Triste, a tia Sara deu-me um beijo na testa e ofereceu o seu apoio para tudo o que eu necessitasse. O clima ficou embaraçoso, as pessoas não deviam ser tão duras umas para as outras. A tia Sara já não deu um "até amanhã" para os meus pais. Naquele dia, ela despediu-se apenas do meu pai e foi-se embora zangada com a péssima atitude da minha mãe. Envergonhada com a situação, a minha mãe fez um monte de perguntas para mim, que estava sem condições de responder até a mais simples das questões. Optei pelo silêncio, eu não sabia por onde começar — no fundo, faltou-me coragem para contar o que realmente aconteceu —. Faltou-me coragem para contar que quase perdi o meu maior tesouro. Um dia que deveria ser um dos melhores, muito rapidamente tornou-se num dos piores da minha vida.

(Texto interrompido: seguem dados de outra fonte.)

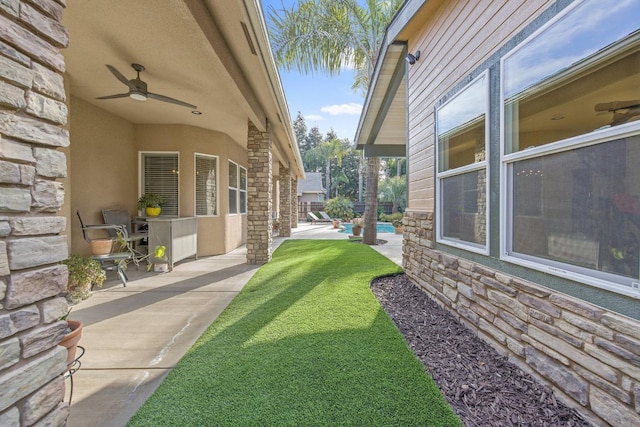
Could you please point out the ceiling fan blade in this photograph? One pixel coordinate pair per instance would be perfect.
(120, 77)
(171, 100)
(617, 105)
(120, 95)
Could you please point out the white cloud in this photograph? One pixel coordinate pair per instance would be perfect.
(352, 109)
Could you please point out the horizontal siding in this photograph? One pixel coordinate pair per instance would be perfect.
(454, 41)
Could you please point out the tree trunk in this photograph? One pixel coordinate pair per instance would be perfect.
(360, 170)
(371, 202)
(327, 183)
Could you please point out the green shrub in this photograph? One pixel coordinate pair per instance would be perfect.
(339, 207)
(394, 218)
(84, 272)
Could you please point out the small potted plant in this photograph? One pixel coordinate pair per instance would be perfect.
(72, 336)
(160, 261)
(84, 273)
(151, 204)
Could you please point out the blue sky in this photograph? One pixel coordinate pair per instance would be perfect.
(326, 102)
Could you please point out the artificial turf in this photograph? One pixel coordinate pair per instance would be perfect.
(305, 343)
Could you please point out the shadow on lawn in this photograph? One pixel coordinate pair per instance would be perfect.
(303, 343)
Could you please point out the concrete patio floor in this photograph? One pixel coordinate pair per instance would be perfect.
(134, 336)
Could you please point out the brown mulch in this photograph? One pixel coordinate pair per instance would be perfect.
(482, 387)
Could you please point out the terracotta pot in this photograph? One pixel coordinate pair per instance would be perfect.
(101, 246)
(70, 341)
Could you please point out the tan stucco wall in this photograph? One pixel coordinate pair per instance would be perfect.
(102, 168)
(103, 165)
(217, 234)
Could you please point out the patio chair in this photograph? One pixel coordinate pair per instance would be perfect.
(112, 260)
(121, 217)
(313, 218)
(325, 216)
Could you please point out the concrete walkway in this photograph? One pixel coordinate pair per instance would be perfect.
(134, 336)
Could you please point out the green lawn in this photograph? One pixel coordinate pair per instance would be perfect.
(305, 343)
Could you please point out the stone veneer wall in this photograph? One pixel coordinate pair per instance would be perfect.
(259, 196)
(33, 113)
(589, 356)
(285, 201)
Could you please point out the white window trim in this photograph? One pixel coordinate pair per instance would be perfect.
(217, 160)
(140, 189)
(598, 279)
(484, 165)
(241, 191)
(234, 187)
(238, 190)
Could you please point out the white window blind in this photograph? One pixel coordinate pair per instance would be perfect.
(243, 190)
(206, 185)
(160, 176)
(233, 188)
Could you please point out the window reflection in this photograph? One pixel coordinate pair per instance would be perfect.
(578, 76)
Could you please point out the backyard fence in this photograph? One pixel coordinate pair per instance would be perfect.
(358, 208)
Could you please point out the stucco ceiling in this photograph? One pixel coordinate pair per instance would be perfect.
(194, 51)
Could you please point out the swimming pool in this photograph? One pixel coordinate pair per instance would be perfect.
(382, 227)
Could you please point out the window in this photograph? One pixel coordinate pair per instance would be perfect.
(206, 184)
(462, 177)
(243, 190)
(159, 174)
(237, 189)
(572, 146)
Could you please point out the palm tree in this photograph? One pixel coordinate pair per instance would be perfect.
(394, 190)
(324, 153)
(331, 36)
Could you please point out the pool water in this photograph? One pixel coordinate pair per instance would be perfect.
(382, 227)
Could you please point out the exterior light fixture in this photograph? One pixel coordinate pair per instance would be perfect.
(411, 58)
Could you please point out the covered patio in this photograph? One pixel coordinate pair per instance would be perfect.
(185, 102)
(134, 336)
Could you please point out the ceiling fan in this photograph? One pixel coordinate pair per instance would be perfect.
(138, 89)
(623, 111)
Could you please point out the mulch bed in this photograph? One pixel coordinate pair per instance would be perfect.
(482, 387)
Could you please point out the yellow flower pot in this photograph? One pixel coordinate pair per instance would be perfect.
(153, 211)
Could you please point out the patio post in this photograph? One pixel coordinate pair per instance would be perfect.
(285, 201)
(294, 202)
(259, 195)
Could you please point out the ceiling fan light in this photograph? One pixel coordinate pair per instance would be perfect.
(138, 96)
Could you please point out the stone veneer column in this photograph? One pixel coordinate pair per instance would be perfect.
(294, 202)
(33, 115)
(285, 201)
(259, 196)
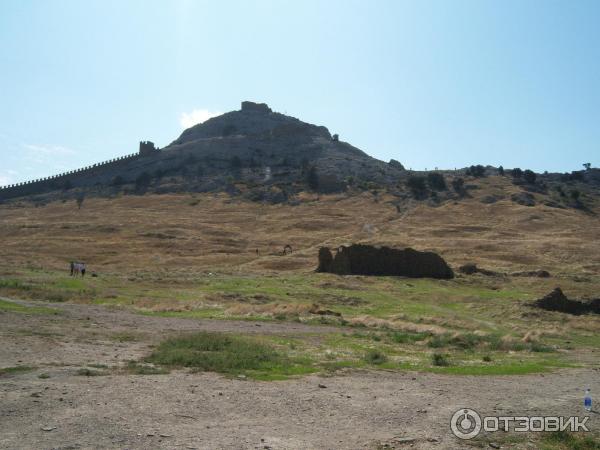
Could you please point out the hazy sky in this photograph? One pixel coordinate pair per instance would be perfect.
(430, 83)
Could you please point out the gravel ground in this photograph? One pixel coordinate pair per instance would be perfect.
(350, 410)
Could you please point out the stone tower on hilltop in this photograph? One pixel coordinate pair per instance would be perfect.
(147, 148)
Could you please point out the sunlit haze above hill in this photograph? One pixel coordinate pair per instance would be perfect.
(429, 83)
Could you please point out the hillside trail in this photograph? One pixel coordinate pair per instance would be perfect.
(347, 410)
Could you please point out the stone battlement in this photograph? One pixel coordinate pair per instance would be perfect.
(256, 107)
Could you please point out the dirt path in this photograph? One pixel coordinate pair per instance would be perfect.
(357, 409)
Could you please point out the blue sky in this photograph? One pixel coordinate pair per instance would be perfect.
(430, 83)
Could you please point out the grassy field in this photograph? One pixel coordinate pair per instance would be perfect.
(214, 257)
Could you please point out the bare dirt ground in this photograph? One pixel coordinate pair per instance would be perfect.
(354, 409)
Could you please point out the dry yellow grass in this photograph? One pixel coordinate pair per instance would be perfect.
(217, 233)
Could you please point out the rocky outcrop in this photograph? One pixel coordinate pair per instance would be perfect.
(471, 268)
(360, 259)
(532, 273)
(558, 301)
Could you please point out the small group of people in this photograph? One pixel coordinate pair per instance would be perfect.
(77, 268)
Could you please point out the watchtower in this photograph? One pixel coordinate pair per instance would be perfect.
(147, 148)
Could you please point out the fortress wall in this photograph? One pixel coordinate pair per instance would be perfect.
(59, 181)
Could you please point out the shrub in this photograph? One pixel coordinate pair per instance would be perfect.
(375, 357)
(437, 359)
(529, 176)
(577, 175)
(436, 181)
(477, 171)
(143, 180)
(458, 184)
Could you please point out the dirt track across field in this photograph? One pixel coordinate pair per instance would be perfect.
(355, 409)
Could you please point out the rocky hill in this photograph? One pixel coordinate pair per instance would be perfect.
(254, 145)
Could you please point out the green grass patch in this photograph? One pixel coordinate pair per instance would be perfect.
(15, 370)
(6, 306)
(135, 368)
(233, 355)
(375, 357)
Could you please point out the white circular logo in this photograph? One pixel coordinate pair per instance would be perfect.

Fui para o meu quarto e percebi que os meus olhos estavam inchados por causa do choro. E como se não bastasse, as coisas ainda estavam por piorar. Minutos depois, recebi uma chamada da Evandra.

- Alô, amiga.

- Alô, amiga – respondi.  

- Como estás? A minha mãe disse-me que se encontrou contigo aqui nos arredores do Prenda e estavas a chorar tanto que ela teve de levar-te a casa. O que aconteceu para ficares assim?

- Nada – eu respondi, com um tom meio fraco, sem coragem para confessar o que realmente aconteceu. - Não aconteceu nada, Evandra. Obrigada por teres ligado, a tua preocupação é muito importante para mim. Amanhã falamos, não estou a me sentir bem.

Claro que ela não acreditou que não tinha acontecido nada. Eu não iria chorar tanto do nada. Mas ela deve ter compreendido que o assunto era delicado demais para ser dito à distância. 

- Tu também és muito importante para mim, amiga – disse ela. - Por agora, tenta descansar o máximo possível. Caso precises desabafar, liga para mim e eu irei ter contigo na tua casa.

Verdade seja dita: também não tive coragem de confessar o ocorrido para a minha melhor amiga. Até hoje apenas o meu diário sabe que quase fui violentada. Partilhei o meu primeiro segredo de adolescente somente para ele, porque as pessoas não verdadeiras como aparentam ser. Senti um enorme vazio, fazia frio no meu coração, onde o calor de um amor aparentemente verdadeiro costumava aquecer intensamente como o fogo. 

Gostaria de ser feita de pedra e não composta por carne que sente dores enormes e dissabores constantes. O meu coração começou a perder luz, cintilava perdendo instantâneamente o próprio brilho. 

Levei as minhas mãos à cabeça, obstruída pela frustração, pertubada pelo misto de sentimentos que me lançou o desejo de não ser a dona do meu próprio coração para não ter que carregar o peso da dor de confiar e não seguir a actual obrigação social de desconfiar. Fraca, tentei esbravejar, neste processo de transmutação da luz para a escuridão, tento sempre nunca aceitar a escuridão.